California Gov. Gavin Newsom declared a state of emergency as fires in both the north and the south of the state are forcing hundreds of thousands to flee their homes, while another 1.3 million Californians remain without power out of fear of sparking new fires in the wind-scoured landscape.
The largest of the fires, the Kincade Fire in wine country, started Wednesday and had spread to 66,000 acres by Monday. Cal Fire reported that only 5 percent of the fire has been contained. More than 180,000 people were placed under evacuation orders overnight, and more than 70,000 students were affected by school closures, according to the Washington Post. More than 100 structures have burned, and one of Sonoma County’s wineries was destroyed, while several others were damaged.
Firefighters are now worried the blaze will cross over a highway and “ignite an area that hasn’t burned since the 1940s,” according to the Los Angeles Times.

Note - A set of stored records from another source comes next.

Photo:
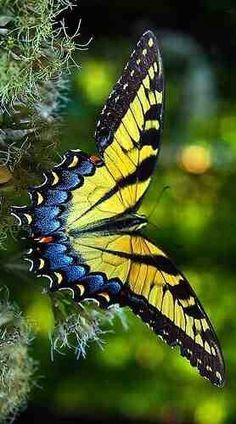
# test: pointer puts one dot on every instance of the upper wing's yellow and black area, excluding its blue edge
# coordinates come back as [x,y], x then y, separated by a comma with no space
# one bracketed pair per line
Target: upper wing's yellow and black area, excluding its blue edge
[128,135]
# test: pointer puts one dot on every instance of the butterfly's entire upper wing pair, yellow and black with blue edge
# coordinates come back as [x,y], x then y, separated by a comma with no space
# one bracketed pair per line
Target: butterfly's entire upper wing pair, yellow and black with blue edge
[128,133]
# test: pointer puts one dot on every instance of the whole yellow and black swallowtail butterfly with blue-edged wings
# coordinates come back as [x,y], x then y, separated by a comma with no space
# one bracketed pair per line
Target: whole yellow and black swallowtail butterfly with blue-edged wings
[86,231]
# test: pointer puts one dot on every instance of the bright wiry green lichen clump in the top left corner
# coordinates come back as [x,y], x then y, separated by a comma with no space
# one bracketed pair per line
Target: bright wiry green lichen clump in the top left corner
[33,49]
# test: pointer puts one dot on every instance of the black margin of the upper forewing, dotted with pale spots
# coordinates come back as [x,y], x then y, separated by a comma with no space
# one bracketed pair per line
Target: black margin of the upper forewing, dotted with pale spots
[126,89]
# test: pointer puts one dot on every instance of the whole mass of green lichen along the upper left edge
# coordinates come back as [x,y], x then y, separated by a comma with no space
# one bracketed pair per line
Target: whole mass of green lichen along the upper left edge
[35,58]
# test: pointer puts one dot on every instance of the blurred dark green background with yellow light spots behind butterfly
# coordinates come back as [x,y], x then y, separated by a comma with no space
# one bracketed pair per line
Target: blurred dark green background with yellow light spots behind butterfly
[136,377]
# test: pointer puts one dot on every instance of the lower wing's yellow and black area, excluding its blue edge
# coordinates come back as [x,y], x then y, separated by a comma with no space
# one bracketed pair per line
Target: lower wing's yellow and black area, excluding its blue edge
[156,291]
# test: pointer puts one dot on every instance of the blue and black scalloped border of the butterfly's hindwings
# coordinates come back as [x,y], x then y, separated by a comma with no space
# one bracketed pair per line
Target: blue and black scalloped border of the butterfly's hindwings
[49,218]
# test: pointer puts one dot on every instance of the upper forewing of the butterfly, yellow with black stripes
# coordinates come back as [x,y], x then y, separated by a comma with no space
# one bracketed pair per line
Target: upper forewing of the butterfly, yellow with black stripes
[128,132]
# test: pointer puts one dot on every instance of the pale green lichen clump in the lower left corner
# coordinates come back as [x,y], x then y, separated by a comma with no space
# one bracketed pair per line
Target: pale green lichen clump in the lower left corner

The area in concern includes farmland and an old-growth redwood forest.
The Kincade fire is now moving south toward neighborhoods in the north of Santa Rosa—neighborhoods hit hard in 2017 by the deadly Tubbs Fire. That fire, in Sonoma, Napa, and Lake counties, killed at least 22 people.
Firefighters in Northern California were projected to have a brief respite from the intense and dry Diablo winds on Monday, but officials have warned that another Diablo wind event will likely occur Tuesday night. Some of the weekend’s winds topped out in the 80 to 90 miles per hour range, with one gust of 96 mph, according to the Times. According to the Post, Weather Service forecasters have said they have “no memory” of three Diablo wind events ever before occurring in a single week.
Another notorious wind event—Santa Ana winds—fueled a number of smaller fires in Southern California. In Los Angeles County, firefighters had greater success containing the Tick Fire, which began Thursday near the west side of the city and remains larger than 4,600 acres, according to Cal Fire. A 500-acre fire now known as the Getty Fire erupted Monday, forcing the often wealthy residents of the area (including celebrities such as LeBron James and Arnold Schwarzenegger) to evacuate. The fire is also threatening the Getty Center art museum and caused the University of California, Los Angeles, to cancel classes.
Meanwhile, in yet another precautionary measure, utility company PG&E shut off power to more than 2 million people over the weekend, and more than a million remain without power. It was the latest in a string of recent power outages by the company, which was found to have sparked many of the destructive fires in 2017 and last year’s Camp Fire, which left 86 people dead. The utility has been criticized for falling on the outages as an emergency measure rather than maintaining its own equipment. PG&E has said it will monitor the third Diablo wind event in Northern California, meaning even more preventive blackouts are possible.